Infinitely Losing My Edge
Yeah, I'm losing my edge.
I'm losing my edge.
The kids are coming up from behind.
I'm losing my edge.
I'm losing my edge to the kids from Ivory Coast and from Houston.
But I was there.
I was there in 1977.
I was there at the first Human League show in Sheffield.
I'm losing my edge.
I'm losing my edge to the kids whose footsteps I hear when they get on the decks.
I'm losing my edge to the internet seekers who can tell me every member of every good group from 1967 to 1976.
I'm losing my edge.
To all the kids in Tehran and Bologna.
I'm losing my edge to the art-school Stockholm kids in little jackets and borrowed nostalgia for the unremembered nineties.
I'm losing my edge.
I'm losing my edge.
I can hear the footsteps every night on the decks.
But I was there.
I was there in 1979 at the first Second Layer practice in a loft in South London.
I was working on the marimba sounds with much patience.
I was there when Nile Rodgers started up his first band.
I told him, "Don't do it that way. You'll never make a dime."
I was there.
I was the first guy playing Matthew Bourne to the dance kids.
I played it at the Troubador.
Everybody thought I was crazy.
We all know.
I was there.
I was there.
I've never been wrong.
But I'm losing my edge to better-looking people with better ideas and more talent.
And they're actually really, really nice.
I'm losing my edge.
I heard you have a compilation of every good song ever done by anybody.
Every great song by Pussy Galore. All the underground hits.
All Hot Snakes tracks.
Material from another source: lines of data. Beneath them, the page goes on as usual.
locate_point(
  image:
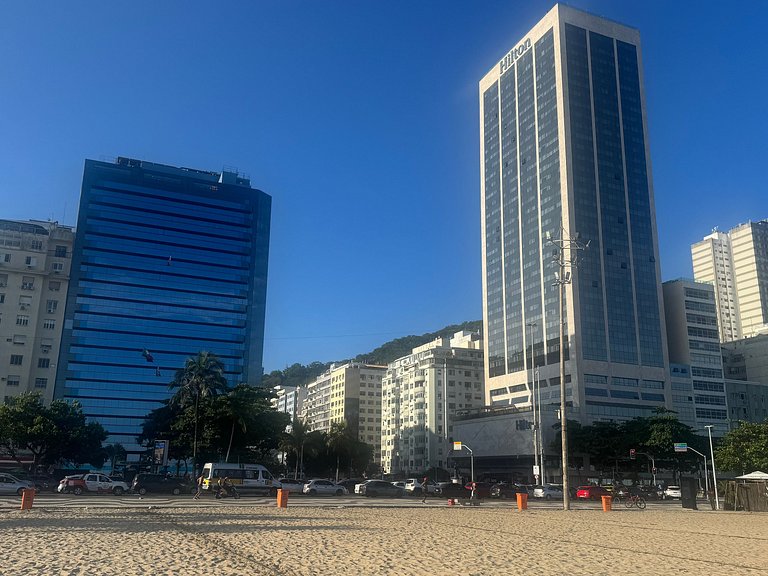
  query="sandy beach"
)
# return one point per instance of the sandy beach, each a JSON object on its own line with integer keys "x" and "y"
{"x": 404, "y": 541}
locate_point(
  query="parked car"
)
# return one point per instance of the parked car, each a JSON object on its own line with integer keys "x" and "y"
{"x": 591, "y": 492}
{"x": 379, "y": 488}
{"x": 482, "y": 489}
{"x": 451, "y": 490}
{"x": 292, "y": 485}
{"x": 548, "y": 492}
{"x": 92, "y": 482}
{"x": 11, "y": 485}
{"x": 504, "y": 490}
{"x": 413, "y": 487}
{"x": 673, "y": 492}
{"x": 160, "y": 484}
{"x": 351, "y": 483}
{"x": 316, "y": 487}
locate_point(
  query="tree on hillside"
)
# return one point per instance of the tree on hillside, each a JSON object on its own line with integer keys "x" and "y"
{"x": 201, "y": 378}
{"x": 744, "y": 449}
{"x": 50, "y": 433}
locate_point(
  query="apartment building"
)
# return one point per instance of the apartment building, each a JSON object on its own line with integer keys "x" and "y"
{"x": 35, "y": 261}
{"x": 421, "y": 395}
{"x": 736, "y": 264}
{"x": 348, "y": 393}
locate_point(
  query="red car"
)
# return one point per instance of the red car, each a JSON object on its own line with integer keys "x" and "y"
{"x": 591, "y": 492}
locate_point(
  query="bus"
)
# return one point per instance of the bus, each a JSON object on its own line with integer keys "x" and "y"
{"x": 242, "y": 476}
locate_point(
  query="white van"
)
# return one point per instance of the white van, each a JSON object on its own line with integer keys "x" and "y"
{"x": 243, "y": 476}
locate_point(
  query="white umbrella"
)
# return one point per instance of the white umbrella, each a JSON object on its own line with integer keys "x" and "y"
{"x": 756, "y": 475}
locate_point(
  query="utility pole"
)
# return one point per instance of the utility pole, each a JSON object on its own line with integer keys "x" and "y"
{"x": 536, "y": 469}
{"x": 565, "y": 255}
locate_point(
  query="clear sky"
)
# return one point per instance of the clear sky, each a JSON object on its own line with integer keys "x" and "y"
{"x": 360, "y": 118}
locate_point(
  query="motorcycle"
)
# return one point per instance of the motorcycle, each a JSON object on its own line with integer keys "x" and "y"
{"x": 227, "y": 491}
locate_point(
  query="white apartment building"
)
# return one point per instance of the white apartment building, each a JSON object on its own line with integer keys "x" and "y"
{"x": 35, "y": 259}
{"x": 713, "y": 264}
{"x": 289, "y": 400}
{"x": 421, "y": 395}
{"x": 736, "y": 264}
{"x": 693, "y": 340}
{"x": 348, "y": 393}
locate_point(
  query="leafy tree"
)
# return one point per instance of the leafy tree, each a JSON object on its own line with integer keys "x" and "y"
{"x": 339, "y": 442}
{"x": 50, "y": 433}
{"x": 115, "y": 453}
{"x": 744, "y": 449}
{"x": 201, "y": 378}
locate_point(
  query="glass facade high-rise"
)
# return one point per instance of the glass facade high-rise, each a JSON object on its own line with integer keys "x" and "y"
{"x": 167, "y": 262}
{"x": 564, "y": 147}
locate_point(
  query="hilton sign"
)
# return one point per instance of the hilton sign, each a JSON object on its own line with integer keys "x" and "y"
{"x": 513, "y": 55}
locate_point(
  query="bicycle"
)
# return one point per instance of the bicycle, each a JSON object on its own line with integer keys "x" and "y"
{"x": 635, "y": 500}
I heard you have a vinyl of every LL Cool J record on German import.
I heard that you have a white label of every seminal rap hit - 1985, '86, '87.
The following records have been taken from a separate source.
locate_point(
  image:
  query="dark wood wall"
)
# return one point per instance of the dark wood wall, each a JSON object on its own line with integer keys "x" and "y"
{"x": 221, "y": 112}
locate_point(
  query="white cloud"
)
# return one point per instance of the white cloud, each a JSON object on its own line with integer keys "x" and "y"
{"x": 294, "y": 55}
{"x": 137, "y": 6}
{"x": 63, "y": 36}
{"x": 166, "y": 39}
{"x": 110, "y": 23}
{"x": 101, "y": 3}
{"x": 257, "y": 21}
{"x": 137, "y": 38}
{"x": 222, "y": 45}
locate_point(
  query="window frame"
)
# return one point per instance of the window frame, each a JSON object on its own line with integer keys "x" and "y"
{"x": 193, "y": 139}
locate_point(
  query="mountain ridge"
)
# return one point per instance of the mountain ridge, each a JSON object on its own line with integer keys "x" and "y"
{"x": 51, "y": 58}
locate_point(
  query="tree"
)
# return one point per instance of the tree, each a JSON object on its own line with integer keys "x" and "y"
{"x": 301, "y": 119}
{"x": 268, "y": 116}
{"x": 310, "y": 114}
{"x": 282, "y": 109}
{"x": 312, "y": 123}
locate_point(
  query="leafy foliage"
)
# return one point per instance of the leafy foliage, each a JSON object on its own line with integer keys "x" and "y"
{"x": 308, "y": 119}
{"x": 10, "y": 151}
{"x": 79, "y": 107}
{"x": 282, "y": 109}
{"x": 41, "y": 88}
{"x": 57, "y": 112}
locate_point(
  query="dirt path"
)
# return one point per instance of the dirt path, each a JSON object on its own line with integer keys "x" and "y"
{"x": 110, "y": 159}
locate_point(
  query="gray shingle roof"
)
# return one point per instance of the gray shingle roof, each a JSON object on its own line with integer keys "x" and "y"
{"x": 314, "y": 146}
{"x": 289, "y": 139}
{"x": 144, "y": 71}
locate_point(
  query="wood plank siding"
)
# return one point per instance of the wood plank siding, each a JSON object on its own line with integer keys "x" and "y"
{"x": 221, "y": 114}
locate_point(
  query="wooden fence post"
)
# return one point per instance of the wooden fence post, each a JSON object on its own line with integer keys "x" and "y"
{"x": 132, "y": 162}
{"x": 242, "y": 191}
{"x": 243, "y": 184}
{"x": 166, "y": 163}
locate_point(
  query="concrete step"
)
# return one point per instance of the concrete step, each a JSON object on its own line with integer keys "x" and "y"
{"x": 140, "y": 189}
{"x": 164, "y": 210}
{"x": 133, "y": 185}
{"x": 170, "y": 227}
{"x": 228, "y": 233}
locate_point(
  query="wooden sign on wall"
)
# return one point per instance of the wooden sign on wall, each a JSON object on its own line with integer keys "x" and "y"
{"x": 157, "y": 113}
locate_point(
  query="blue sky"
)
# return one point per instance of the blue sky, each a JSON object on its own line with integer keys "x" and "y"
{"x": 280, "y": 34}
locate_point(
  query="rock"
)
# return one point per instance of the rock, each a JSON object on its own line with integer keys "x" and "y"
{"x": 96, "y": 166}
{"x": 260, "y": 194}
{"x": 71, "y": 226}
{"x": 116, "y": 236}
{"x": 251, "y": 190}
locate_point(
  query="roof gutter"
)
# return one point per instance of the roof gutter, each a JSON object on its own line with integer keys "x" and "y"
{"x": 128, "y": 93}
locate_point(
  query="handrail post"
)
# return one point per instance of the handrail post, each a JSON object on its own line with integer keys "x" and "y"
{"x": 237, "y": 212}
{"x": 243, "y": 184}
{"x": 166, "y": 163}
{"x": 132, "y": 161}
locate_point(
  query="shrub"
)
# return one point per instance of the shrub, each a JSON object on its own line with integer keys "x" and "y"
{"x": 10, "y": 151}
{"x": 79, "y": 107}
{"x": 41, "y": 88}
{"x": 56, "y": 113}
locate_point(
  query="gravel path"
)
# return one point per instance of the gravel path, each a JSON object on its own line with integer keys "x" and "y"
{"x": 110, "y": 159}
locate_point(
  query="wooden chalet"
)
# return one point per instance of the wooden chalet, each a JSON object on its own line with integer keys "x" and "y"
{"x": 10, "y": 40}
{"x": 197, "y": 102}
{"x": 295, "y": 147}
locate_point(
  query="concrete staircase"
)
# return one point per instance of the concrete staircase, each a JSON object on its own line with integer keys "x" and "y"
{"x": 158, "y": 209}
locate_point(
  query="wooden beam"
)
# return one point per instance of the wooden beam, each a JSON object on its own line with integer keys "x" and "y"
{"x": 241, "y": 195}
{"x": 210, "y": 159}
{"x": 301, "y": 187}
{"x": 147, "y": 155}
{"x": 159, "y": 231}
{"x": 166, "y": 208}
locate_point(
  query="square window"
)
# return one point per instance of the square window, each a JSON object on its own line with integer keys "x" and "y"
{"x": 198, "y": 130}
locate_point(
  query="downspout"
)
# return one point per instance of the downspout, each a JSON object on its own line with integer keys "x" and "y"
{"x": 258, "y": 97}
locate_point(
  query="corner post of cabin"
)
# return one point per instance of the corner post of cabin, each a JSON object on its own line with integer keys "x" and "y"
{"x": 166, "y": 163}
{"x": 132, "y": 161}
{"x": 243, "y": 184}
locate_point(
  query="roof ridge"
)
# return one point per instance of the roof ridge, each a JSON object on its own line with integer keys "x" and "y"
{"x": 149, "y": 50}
I heard that you have a CD compilation of every good '50s cut and another box set from the '90s.
I hear you're buying a 808 and a güiro and are throwing your macbook out the window because you want to make something real. You want to make a The Gap Band record.
I hear that you and your band have sold your spring reverb and bought a harpsichord.
I hear that you and your band have sold your harpsichord and bought a spring reverb.
I hear everybody that you know is more relevant than everybody that I know.
But have you seen my records?
Newcleus,
Piero Umiliani,
UT,
Ponytail,
Quantec,
Liaisons Dangereuses,
Ken Boothe,
Ralphi Rosario,
The Cowsills,
Leonard Cohen,
Section 25,
Sly & The Family Stone,
T. Rex,
The Real Kids,
Pet Shop Boys,
The Fuzztones,
The Zeros,
the Normal,
The American Breed,
Niagra,
The Beau Brummels,
Eric Copeland,
The Angels of Light,
Judy Mowatt,
Livin' Joy,
DJ Sneak,
Tears for Fears,
Buzzcocks,
Rowland S Howard / Lydia Lunch,
Sister Nancy,
Sparks,
Roy Ayers,
Swell Maps,
X-101,
Coldchain, Rosco P., Featuring Pusha T from Clipse & Boo-Bonic,
John Foxx,
Funkadelic,
Kerrie Biddell,
Warren Ellis,
Sound Behaviour,
8 Eyed Spy,
Roger Hodgson,
Siouxsie and the Banshees,
John Holt,
Depeche Mode,
Monks,
Andrew Ashong & Theo Parrish,
Tomorrow,
The Modern Lovers,
Lakeside,
Grandmaster Flash,
Cal Tjader,
The Invisible,
Yusef Lateef,
Rakim,
Los Fastidios,
Oppenheimer Analysis,
The Gap Band,
D'Angelo,
Dorothy Ashby,
Organ,
Jerry Gold Smith,
Kings Of Tomorrow, Kings Of Tomorrow, Kings Of Tomorrow, Kings Of Tomorrow.
You don't know what you really want.
You don't know what you really want.
You don't know what you really want.
You don't know what you really want.
You don't know what you really want.
You don't know what you really want.
You don't know what you really want.
You don't know what you really want.
You don't know what you really want.
You don't know what you really want.
You don't know what you really want.
You don't know what you really want.
You don't know what you really want.
You don't know what you really want.
You don't know what you really want.